We at Tendenci are sorry that the network outage that is affecting approximately 40 Tendenci websites remains unresolved. We understand that a website is critically important to every organization, and we take our responsibility – and the trust of Tendenci users – very seriously. We are mobilizing all available resources to address the situation as quickly as possible, but it is unlikely that affected websites will be fully functional for several more days.
Here is what we know:
• On Wednesday, 11/26 at least one Tendenci server experienced a URL redirect attack. Spammers use this type of attack to send website traffic to other desired websites. In this case, traffic to certain Tendenci websites was redirected to a website selling handbags.
• The Tendenci team quickly responded, but this was followed by an additional distributed denial-of-service (DDoS) attack on our network. This same type of high bandwidth attack took down Xbox Live this week.
• The network outage is affecting approximately 10 percent of Tendenci websites. Only websites on the legacy Tendenci 4 software.
• In our efforts to restore network service, we have uncovered a number of things that can be improved in our security systems and practices that left our network vulnerable to the DDoS attack. Addressing these vulnerabilities is a necessary first step in restoring the network and getting all Tendenci websites back up.

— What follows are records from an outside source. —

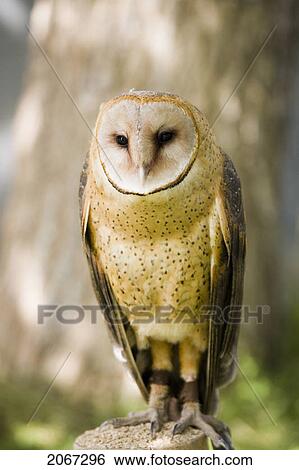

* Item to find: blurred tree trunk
[0,0,297,400]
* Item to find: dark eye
[115,135,128,147]
[157,131,174,145]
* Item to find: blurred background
[0,0,299,449]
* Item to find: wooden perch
[74,423,208,450]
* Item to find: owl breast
[90,163,223,349]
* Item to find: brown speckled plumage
[80,91,245,444]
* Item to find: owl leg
[102,340,172,437]
[173,340,232,449]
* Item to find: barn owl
[80,90,245,448]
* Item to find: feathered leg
[173,341,232,449]
[102,341,172,437]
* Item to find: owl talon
[99,408,165,439]
[172,402,233,450]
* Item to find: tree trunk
[0,0,295,401]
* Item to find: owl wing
[79,154,148,400]
[204,152,246,412]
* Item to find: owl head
[93,91,218,195]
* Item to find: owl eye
[157,131,175,145]
[115,135,128,147]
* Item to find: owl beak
[138,165,149,185]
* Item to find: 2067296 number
[47,454,105,466]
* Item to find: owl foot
[172,402,233,450]
[100,408,168,439]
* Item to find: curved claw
[172,403,233,450]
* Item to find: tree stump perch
[74,423,208,450]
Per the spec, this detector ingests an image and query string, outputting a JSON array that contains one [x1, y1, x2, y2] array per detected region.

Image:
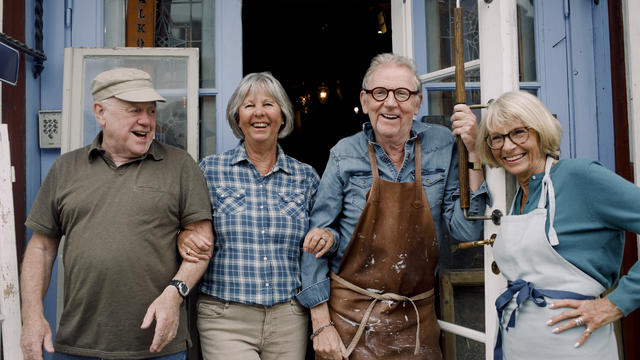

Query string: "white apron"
[[493, 158, 618, 360]]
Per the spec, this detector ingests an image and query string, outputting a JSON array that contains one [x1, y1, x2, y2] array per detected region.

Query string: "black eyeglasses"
[[362, 87, 418, 102], [487, 126, 531, 150]]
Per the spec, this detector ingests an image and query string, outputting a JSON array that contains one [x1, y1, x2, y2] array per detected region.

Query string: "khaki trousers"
[[198, 295, 309, 360]]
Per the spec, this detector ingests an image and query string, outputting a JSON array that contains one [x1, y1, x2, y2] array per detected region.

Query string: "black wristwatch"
[[169, 279, 189, 299]]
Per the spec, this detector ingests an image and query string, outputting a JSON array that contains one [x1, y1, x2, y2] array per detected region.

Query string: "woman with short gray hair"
[[476, 91, 640, 360], [178, 72, 333, 360]]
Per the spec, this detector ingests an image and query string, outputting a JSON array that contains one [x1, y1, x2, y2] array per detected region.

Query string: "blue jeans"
[[53, 350, 187, 360]]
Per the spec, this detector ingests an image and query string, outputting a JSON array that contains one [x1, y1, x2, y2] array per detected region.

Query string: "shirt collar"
[[231, 141, 293, 174]]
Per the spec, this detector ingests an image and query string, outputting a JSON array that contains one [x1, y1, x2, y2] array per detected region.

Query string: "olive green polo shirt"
[[25, 133, 211, 358]]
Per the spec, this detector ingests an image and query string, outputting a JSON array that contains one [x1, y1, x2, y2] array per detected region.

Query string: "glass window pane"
[[422, 87, 481, 119], [83, 56, 187, 149], [156, 0, 215, 88], [425, 0, 480, 82], [199, 96, 219, 159], [517, 0, 536, 81]]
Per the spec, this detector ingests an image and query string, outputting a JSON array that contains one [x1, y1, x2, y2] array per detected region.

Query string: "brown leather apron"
[[329, 139, 442, 359]]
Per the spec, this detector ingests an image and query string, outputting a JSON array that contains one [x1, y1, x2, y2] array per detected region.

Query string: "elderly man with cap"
[[21, 68, 213, 360]]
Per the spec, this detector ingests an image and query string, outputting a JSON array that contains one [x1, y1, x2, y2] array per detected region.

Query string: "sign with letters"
[[126, 0, 156, 47]]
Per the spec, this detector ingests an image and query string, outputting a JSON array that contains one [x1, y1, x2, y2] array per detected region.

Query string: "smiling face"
[[93, 98, 156, 165], [489, 121, 545, 184], [238, 88, 282, 147], [360, 63, 422, 144]]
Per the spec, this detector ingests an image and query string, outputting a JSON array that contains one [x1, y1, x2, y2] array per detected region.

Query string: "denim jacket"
[[296, 121, 488, 308]]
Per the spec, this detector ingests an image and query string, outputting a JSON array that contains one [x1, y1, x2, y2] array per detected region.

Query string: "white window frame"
[[60, 47, 199, 161], [391, 0, 518, 359]]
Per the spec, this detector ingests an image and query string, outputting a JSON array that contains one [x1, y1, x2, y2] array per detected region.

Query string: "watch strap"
[[169, 279, 189, 299]]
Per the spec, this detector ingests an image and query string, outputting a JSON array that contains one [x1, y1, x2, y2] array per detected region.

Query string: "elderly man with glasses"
[[297, 54, 487, 359]]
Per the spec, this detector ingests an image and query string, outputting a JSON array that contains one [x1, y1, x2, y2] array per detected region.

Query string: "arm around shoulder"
[[20, 233, 60, 359]]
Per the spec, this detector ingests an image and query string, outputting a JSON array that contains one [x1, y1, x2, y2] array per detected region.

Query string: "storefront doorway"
[[242, 0, 392, 174]]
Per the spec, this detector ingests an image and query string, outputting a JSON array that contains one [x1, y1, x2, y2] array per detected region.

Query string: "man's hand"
[[20, 315, 53, 360], [451, 104, 478, 154], [311, 302, 347, 360], [140, 286, 182, 352], [302, 228, 335, 258]]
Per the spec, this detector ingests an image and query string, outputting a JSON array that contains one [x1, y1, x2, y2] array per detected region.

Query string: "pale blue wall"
[[413, 0, 615, 170], [25, 0, 103, 359], [25, 0, 242, 359]]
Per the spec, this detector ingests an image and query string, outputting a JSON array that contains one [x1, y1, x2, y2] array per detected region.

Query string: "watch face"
[[178, 282, 189, 296], [169, 280, 189, 297]]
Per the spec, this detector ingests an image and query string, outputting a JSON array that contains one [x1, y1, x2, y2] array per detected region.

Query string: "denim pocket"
[[346, 175, 373, 210]]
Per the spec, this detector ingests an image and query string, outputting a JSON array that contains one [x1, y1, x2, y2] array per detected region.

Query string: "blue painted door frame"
[[413, 0, 615, 170]]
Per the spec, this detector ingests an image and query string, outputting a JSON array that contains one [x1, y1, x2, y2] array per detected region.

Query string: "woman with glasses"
[[297, 54, 486, 359], [477, 92, 640, 359]]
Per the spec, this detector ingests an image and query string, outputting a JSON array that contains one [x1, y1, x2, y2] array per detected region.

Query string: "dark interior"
[[242, 0, 392, 174]]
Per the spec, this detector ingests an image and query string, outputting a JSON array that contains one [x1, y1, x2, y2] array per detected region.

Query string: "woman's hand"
[[302, 228, 335, 258], [547, 297, 624, 347], [451, 104, 478, 154], [178, 229, 213, 263]]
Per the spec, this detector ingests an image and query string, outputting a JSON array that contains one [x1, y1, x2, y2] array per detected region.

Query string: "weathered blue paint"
[[215, 0, 242, 153], [585, 0, 615, 171], [25, 0, 104, 359], [535, 0, 573, 158]]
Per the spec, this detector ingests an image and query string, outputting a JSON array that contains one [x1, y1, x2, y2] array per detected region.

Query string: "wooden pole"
[[453, 6, 469, 210]]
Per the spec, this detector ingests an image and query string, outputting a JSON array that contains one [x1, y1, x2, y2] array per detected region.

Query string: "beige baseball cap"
[[91, 68, 167, 102]]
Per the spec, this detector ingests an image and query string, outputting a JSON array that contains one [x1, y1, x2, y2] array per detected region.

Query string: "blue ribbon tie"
[[493, 279, 595, 360]]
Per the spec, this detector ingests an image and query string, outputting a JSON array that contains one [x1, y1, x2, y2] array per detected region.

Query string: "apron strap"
[[367, 143, 380, 201], [413, 136, 423, 208], [329, 272, 433, 359], [493, 279, 595, 360], [538, 156, 560, 246]]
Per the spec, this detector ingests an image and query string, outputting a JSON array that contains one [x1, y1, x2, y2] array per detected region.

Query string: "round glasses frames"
[[486, 126, 531, 150], [362, 87, 418, 102]]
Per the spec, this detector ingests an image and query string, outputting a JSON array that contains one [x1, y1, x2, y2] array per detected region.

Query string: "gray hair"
[[227, 72, 293, 139], [362, 53, 422, 94], [476, 91, 562, 167]]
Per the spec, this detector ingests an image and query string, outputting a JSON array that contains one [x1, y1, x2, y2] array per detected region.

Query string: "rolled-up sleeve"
[[296, 152, 343, 308], [443, 140, 488, 241]]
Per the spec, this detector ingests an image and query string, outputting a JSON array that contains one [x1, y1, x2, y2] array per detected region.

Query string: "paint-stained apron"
[[329, 140, 442, 359], [493, 158, 618, 360]]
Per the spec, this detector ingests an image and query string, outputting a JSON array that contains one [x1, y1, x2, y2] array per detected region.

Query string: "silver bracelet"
[[309, 321, 335, 340]]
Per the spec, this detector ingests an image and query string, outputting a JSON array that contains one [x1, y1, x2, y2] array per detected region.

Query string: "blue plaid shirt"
[[200, 143, 319, 306]]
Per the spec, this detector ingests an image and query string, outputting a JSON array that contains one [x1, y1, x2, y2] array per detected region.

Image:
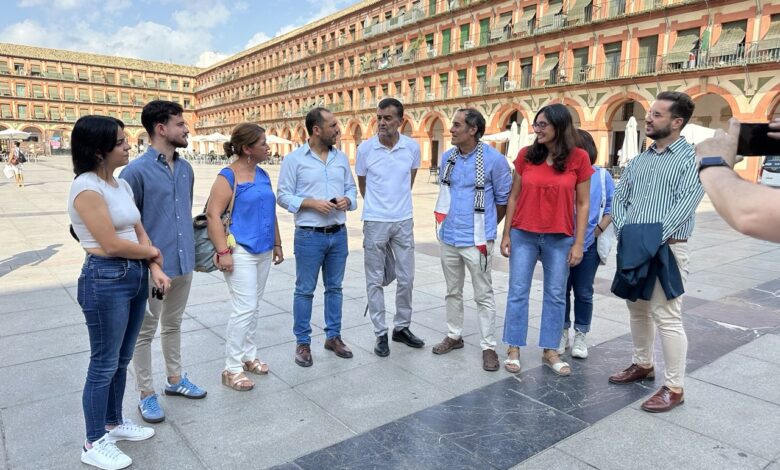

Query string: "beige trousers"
[[133, 273, 192, 392], [439, 241, 496, 350], [626, 242, 690, 388]]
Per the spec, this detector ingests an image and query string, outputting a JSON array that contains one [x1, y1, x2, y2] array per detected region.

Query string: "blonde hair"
[[222, 122, 265, 157]]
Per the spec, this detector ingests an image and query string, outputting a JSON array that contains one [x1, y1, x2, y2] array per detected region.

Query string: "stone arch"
[[683, 85, 749, 119]]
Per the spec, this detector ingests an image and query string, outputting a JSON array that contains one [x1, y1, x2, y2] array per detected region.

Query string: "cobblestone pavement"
[[0, 157, 780, 470]]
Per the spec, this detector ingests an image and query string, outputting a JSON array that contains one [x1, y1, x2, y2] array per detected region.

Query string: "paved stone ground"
[[0, 157, 780, 470]]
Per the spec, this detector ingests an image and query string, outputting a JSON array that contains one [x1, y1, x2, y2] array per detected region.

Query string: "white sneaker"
[[81, 436, 133, 470], [555, 328, 569, 356], [106, 419, 154, 442], [571, 330, 588, 359]]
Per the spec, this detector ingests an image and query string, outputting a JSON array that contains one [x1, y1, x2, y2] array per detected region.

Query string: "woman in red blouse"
[[501, 104, 593, 375]]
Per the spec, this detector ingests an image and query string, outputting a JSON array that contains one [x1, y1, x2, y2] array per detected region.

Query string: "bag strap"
[[599, 168, 607, 221]]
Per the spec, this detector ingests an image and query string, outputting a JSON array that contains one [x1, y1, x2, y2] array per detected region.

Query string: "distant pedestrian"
[[277, 108, 357, 367], [433, 108, 512, 372], [206, 122, 284, 391], [8, 142, 24, 188], [119, 100, 206, 423], [355, 98, 425, 357], [609, 91, 704, 413], [68, 116, 171, 469]]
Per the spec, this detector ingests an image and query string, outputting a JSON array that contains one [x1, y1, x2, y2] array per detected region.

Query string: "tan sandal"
[[222, 370, 255, 392], [504, 346, 523, 374], [244, 358, 268, 375]]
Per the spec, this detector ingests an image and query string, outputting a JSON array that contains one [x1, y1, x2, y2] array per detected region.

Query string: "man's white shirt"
[[355, 134, 420, 222]]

• We are working hard to have at least some of the affected websites back up in a limited capacity today, but it may be the end of the week or longer before all affected sites are restored.
We understand that having a website go down for days on end is unacceptable, and it breaks my heart to know that this week’s events may have shaken the community’s trust in Tendenci. We are working around the clock to restore our systems, and we will take what we learn during this process to improve security protocols for all Tendenci websites.